C’est aujourd’hui que s’est déroulée la négociation sur la branche HCR, séance de négociation très attendue puisqu’à l’ordre du jour était prévu la revalorisation de la grille des salaires et le sort de la prime TVA. Cette dernière, a fait l’objet de nombreuses interruptions de séances, en effet les organisations patronales ont proposé de ne pas la maintenir en 2012 tel qu’elle était définie dans l’accord de branche de décembre 2009. Elles proposent de verser 50% de la prime au 1er juillet 2012 et d’organiser des négociations en mars sur sa pérennité, prétextant le projet de loi sur la TVA sociale qui pourrait impacter l’économie des entreprises des HCR…

A l’unisson, les syndicats de salariés se sont indignés de cette proposition qui montre bien, encore une fois de plus, que les employeurs de ce secteur sont sur tous les coups pour remettre en cause le peu d’avantages sociaux existants dans l’hôtellerie restauration. Alors que ces mêmes représentants du patronat s’étaient engagés, suite à la hausse de la TVA de 5.5% à 7%, à ne pas toucher aux contreparties sociales négociées en 2009.

La position de la CFDT est claire, il n’est pas question de remettre en cause le calcul de cette prime, elle revendique son maintien en 2012 et n’est pas opposée à la faire évoluer pour les années futures. Alors que tous les employeurs de la profession ont bénéficié d’un taux de TVA à 5.5% sur le deuxième semestre 2011, alors que l’activité économique de l’hôtellerie et de la restauration est en hausse, rien ne justifie une telle décision.

Les salariés des HCR sont maintenant attachés à la prime TVA, la réduire ou la supprimer donnerait une image plus que négative pour le secteur.

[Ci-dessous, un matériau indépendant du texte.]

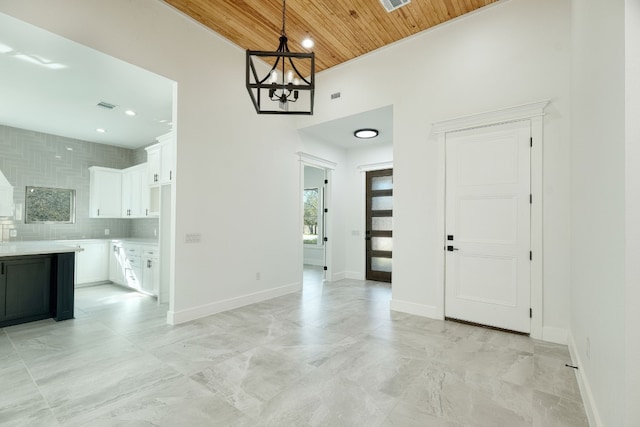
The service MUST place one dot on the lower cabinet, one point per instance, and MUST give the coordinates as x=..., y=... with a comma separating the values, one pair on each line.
x=134, y=265
x=25, y=288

La CFDT ne saisit pas la stratégie du patronat qui vise systématiquement à renverser la table des négociations dès qu’il s’agit de pérenniser un avantage social. La négociation par le chaos, semble bien être redevenu la norme pour les syndicats d’employeurs.

Un projet d’accord sur l’augmentation de la grille des salaires est proposé à la signature des syndicats jusqu’au 18 janvier. Celle-ci ne reprend pas les revendications proposées par les partenaires sociaux et fixe le premier échelon à 9.31€.

La CFDT se donne quelques jours, le temps de consulter ses équipes, pour se positionner sur les propositions salariales. Bien entendu, nous ne manquerons pas de vous tenir au courant sur les différentes évolutions de cette négociation.